Test on who is responsible for basic maintaince, if it is the operator then the armament is protected, if not then it is not a protected arm. This would likely mean that tanks and artillery are also in the protected class while planes are not.

Just a wild idea.
2.13.2008 1:22pm
Tony Tutins (mail):
Under the NFA, machine guns were regulated under Congress's taxing power. This scheme of regulation was found to be Constitutional under Miller (even though Miller's decision was one-sided), and worked well for half a century at least. The least disruptive decision would be to leave certain arms: machine guns, sawed-off shotguns, destructive devices, etc. under this tax-based form of regulation, while allowing free purchase and ownership of one-bullet-per-trigger-pull firearms.
2.13.2008 1:50pm
MaverickNH:
But really - are machineguns that much more deadly than semi-automatic firearms? I would say they are more deadly by a degree, but not in kind. And that is a good thing.

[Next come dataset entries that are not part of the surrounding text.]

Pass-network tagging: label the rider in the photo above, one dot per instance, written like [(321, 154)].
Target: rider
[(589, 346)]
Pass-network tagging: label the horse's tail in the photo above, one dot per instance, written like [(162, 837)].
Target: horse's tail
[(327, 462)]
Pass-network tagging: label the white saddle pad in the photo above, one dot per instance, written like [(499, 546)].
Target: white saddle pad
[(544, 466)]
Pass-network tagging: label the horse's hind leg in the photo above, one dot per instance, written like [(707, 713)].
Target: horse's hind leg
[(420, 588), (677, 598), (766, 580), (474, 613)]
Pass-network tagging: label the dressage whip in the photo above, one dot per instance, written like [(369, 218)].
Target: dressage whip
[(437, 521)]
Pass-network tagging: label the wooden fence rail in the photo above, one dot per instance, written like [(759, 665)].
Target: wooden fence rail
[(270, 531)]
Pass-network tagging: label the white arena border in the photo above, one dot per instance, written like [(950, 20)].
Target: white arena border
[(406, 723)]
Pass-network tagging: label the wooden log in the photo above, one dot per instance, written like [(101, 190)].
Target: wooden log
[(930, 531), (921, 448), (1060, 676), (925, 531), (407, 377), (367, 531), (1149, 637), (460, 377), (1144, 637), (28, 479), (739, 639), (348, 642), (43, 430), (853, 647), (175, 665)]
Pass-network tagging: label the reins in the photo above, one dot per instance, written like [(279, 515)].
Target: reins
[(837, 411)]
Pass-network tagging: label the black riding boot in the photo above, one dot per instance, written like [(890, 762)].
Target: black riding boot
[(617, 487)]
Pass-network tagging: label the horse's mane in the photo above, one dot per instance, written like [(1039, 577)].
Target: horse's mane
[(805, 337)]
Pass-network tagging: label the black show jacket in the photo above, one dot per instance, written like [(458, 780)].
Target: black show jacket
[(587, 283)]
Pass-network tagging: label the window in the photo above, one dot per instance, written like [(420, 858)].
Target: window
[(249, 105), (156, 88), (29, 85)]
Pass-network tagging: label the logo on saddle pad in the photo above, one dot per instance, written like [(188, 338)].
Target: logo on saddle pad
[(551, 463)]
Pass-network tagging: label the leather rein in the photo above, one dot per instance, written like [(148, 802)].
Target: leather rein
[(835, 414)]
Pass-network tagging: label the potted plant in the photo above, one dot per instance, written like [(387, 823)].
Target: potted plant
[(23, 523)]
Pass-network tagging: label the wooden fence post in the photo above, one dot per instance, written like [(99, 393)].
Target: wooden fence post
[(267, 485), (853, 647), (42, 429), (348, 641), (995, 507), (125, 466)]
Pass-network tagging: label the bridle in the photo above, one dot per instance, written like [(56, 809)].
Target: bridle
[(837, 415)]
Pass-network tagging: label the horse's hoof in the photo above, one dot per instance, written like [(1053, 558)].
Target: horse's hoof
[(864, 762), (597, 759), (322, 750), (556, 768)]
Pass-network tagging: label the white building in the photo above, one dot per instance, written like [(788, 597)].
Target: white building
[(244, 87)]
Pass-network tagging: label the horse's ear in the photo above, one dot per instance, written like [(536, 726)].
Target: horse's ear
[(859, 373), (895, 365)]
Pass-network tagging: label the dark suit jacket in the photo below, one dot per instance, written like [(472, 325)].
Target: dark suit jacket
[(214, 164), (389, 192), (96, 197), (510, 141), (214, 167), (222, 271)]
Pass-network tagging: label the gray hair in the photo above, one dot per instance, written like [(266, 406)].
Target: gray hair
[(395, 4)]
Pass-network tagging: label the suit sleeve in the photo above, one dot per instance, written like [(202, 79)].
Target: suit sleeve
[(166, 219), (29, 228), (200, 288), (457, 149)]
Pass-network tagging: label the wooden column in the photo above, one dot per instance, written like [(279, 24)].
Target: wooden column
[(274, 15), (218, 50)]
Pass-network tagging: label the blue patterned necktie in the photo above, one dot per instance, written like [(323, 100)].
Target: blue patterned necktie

As argued here before, today's US military mostly uses "select-fire" machineguns which fire 2-3 rounds per trigger pull rather 20-30 rounds. Are 2-3 rounds per trigger pull vastly more deadly than 1 round per trigger pull? What does more deadly mean - greater odds of killing a man or greater odds of killing more men?

A dead man (or leathally wounded man) is a dead man - select-fire just increases the odds of killing that one man rather than killing more than one man. Nobody can "spray" with slect-fire weapons - they can just better assure the lethality of the act of aiming at one man and pulling the trigger. And once one uses lethal force - is is better or worse to increase the efficiency of that lethal force against the acquired target? If a select-fire machinegun better stops the threat of an attacker's intent to inflict lethal injury or great bodily harm, it's simply a better tool to achieve a permitted end.

Giving honest men less effetive weapons to prevent dishonest men from having such weapons has never worked and never will. The case CANNOT be made to ban select-fire machineguns as they ARE proper arms for the common man.
2.13.2008 5:51pm
Vinnie (mail):
This scheme of regulation was found to be Constitutional under Miller (even though Miller's decision was one-sided), and worked well for half a century at least


You either don't want one or have vastly more money than I do. It doesn't work for me, I can't afford one.
2.13.2008 8:20pm
Tony Tutins (mail):
You can't afford $200 for the registration certificate? Then you most likely can't afford to shoot it.
2.14.2008 12:02am
David W. Hess (mail):
I suspect he can not afford the inflated price (20 times now?) of the weapon itself rather then the tax.